A group low-grade civil servants said on Wednesday it is imperative that their representatives be present at a discussion next week on pay rises for civil servants.
The meeting, pegged to be held at the presidential palace on October 30, will focus on salaries of civil servants.
Finance Minister Makis Keravnos said he would look at ways of increasing the salaries of public employees on the A2-A5-A7 pay scales, while he would not accept any further pay increases from representatives of unions for higher civil service grades.
“The participation of representatives at the discussion is a democratic right and will contribute to the development of a just and acceptable solution for all,” the low-grade civil servants said in an announcement.

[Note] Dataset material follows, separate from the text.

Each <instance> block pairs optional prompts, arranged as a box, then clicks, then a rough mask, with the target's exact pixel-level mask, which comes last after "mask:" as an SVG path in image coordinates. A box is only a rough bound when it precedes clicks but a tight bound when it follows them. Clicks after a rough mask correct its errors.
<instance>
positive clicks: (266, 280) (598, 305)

Meanwhile, a report in daily Politis said on Wednesday that pay rises for higher grade civil servants will rise further next year.

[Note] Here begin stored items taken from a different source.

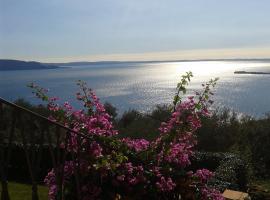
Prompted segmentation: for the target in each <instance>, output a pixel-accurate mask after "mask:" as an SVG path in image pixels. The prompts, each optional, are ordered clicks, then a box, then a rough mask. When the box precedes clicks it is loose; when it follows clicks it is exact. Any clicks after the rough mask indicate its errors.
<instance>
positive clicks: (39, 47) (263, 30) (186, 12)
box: [0, 0, 270, 61]
mask: <svg viewBox="0 0 270 200" xmlns="http://www.w3.org/2000/svg"><path fill="white" fill-rule="evenodd" d="M269 10H270V1H269V0H258V1H256V0H219V1H218V0H0V58H14V59H26V60H40V61H72V60H136V59H137V60H153V59H185V58H187V59H192V58H194V59H197V58H230V57H232V58H235V57H270V12H269Z"/></svg>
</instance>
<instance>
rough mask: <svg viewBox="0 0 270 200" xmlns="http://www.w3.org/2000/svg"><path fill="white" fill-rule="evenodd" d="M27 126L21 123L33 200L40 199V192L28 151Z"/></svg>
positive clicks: (22, 141)
mask: <svg viewBox="0 0 270 200" xmlns="http://www.w3.org/2000/svg"><path fill="white" fill-rule="evenodd" d="M19 117H20V119H21V117H22V116H21V113H20V114H19ZM21 121H22V119H21ZM24 132H25V127H24V123H21V129H20V133H21V136H22V142H23V148H24V152H25V156H26V161H27V165H28V169H29V173H30V178H31V182H32V200H38V194H37V183H36V181H35V177H34V174H33V168H32V166H33V165H32V162H31V159H30V156H29V151H28V147H27V142H26V136H25V133H24Z"/></svg>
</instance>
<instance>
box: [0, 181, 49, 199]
mask: <svg viewBox="0 0 270 200" xmlns="http://www.w3.org/2000/svg"><path fill="white" fill-rule="evenodd" d="M8 185H9V195H10V199H12V200H29V199H31V198H32V196H31V191H32V187H31V185H28V184H22V183H16V182H9V183H8ZM1 189H2V188H1V187H0V193H1ZM38 197H39V199H40V200H47V199H48V188H47V187H46V186H44V185H39V186H38Z"/></svg>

According to the daily, as of January 1 this year, all civil servants receiving over €2,000 per month net had all reductions placed on their salaries in 2012 removed, meaning the payroll would increase.
The restoration of wages to their original form, in combination with the cost-of-living allowance granted to the civil servants, and the raises given at the beginning of the year, sent the state payroll through the roof.
In the 2023 state budget spending of €3.2 billion to cover the salaries, pensions and gratuities of staff and officials was included compared to €3 billion in 2022. According to the 2024 state budget, which is pending in parliament for a vote, the state payroll will rise by around 14 per cent, translating to nearly €500 million, pushing total staff costs, including pensions and gratuities, to €3.7 billion for the new year. The increase in the state payroll by approximately €500 million in 2024 is mainly due to the increased indexation allowances that will be granted and the increased contributions that will be paid by the state to the insurance funds of state employees, such as social insurance fund and national health scheme (Gesy).
Publishing details the accountant-general’s office showcased the increases that some state officials are set to receive.
In 2024, MPs are set to start receiving a net salary of close to €5,000 per month (€4,991), while ministers and deputy ministers will get €5,883.
The 2024 budget projects a surplus of €659 million, equivalent to 2.2 per cent of GDP. Development spending shows a 12 per cent increase on an annual basis, while social benefits are up by 15 per cent compared to 2023, reaching €2bn. Additionally, there is a restraint on public sector salaries.
On the state payroll, Keravnos had previously said this worries the government and efforts will be made to contain it.
“Expenditures come to €3.7 billion and we can’t continue along this trajectory,” he said.
The minister made it plain he will not grant any further pay rise requests made by civil servants’ unions – although he might make some exceptions for people on the lower pay scales (A2 to A7).